Mehr zu: Deutschland, Sonderthemen(redaktion/pm) UNICEF hat dazu aufgerufen, Kinderpornografie an der Wurzel zu bekämpfen. Die heute unterzeichnete freiwillige Vereinbarung großer Internet-Anbieter mit der Bundesregierung, zukünftig Seiten mit kinderpornografischen Inhalten zu blockieren, sei nur ein wichtiger Schritt, erklärte Regine Stachelhaus, Geschäftsführerin von UNICEF Deutschland.
"Mit der heute getroffenen Vereinbarung schließt Deutschland zu international fortschrittlichen Standards auf und erschwert das "Massengeschäft". Die Verbrechen an Kindern hören damit aber nicht auf", so Stachelhaus. Um das kriminelle Geschäft mit Kinderpornografie zu stoppen, sei ein Bündel von Maßnahmen notwendig. Insbesondere müsse die internationale Zusammenarbeit der Strafverfolgungsbehörden verbessert werden. Viele kinderpornografische Bilder befänden sich auf ausländischen Servern. Werden sie entdeckt, müssten die betroffenen Länder dazu gebracht werden, die Täter aufzuspüren und gegen diese vorzugehen. Die Bundesregierung müsse sich hier für internationale Standards einsetzen.
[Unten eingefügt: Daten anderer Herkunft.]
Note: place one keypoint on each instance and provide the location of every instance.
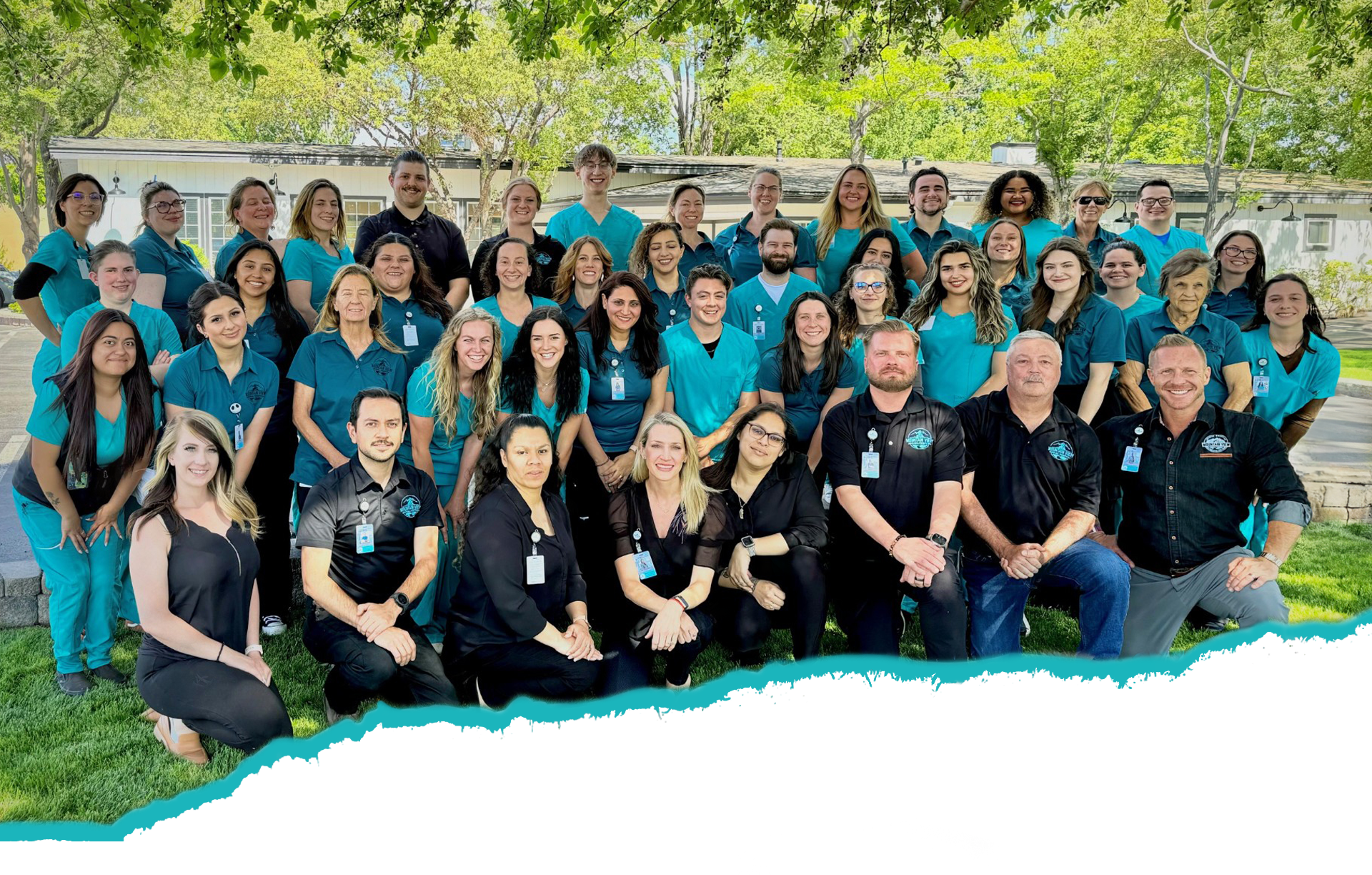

Außerdem weist UNICEF darauf hin, dass möglichst rasch eine gesetzliche Regelung für das so genannte "access blocking" getroffen werden müsse, damit alle übrigen deutschen Provider sich dem Vorgehen anschlössen und ein rechtsstaatlich kontrolliertes Verfahren sicher gestellt werde.
Im Kampf gegen Kinderpornografie, so UNICEF, müsse auch dringend die Informationslage verbessert werden. Bis heute sei das tatsächliche Ausmaß der weltweiten Ausbeutung unbekannt, weil die Täter im Verborgenen handelten und kriminelle Netzwerke nutzten. So gebe es bisher nur bruchstückhafte Informationen über die Nutzungshäufigkeit, Nutzungsstrategien und die Organisation der verbrecherischen Netzwerke.
Die Bundesregierung hat sich auf dem von UNICEF mit initiierten dritten Weltkongress gegen die sexuelle Ausbeutung von Kindern und Jugendlichen in Rio im vergangenen Jahr erneut verpflichtet, verstärkt gegen Kinderpornografie, Kinderhandel und Kinderprostitution vorzugehen.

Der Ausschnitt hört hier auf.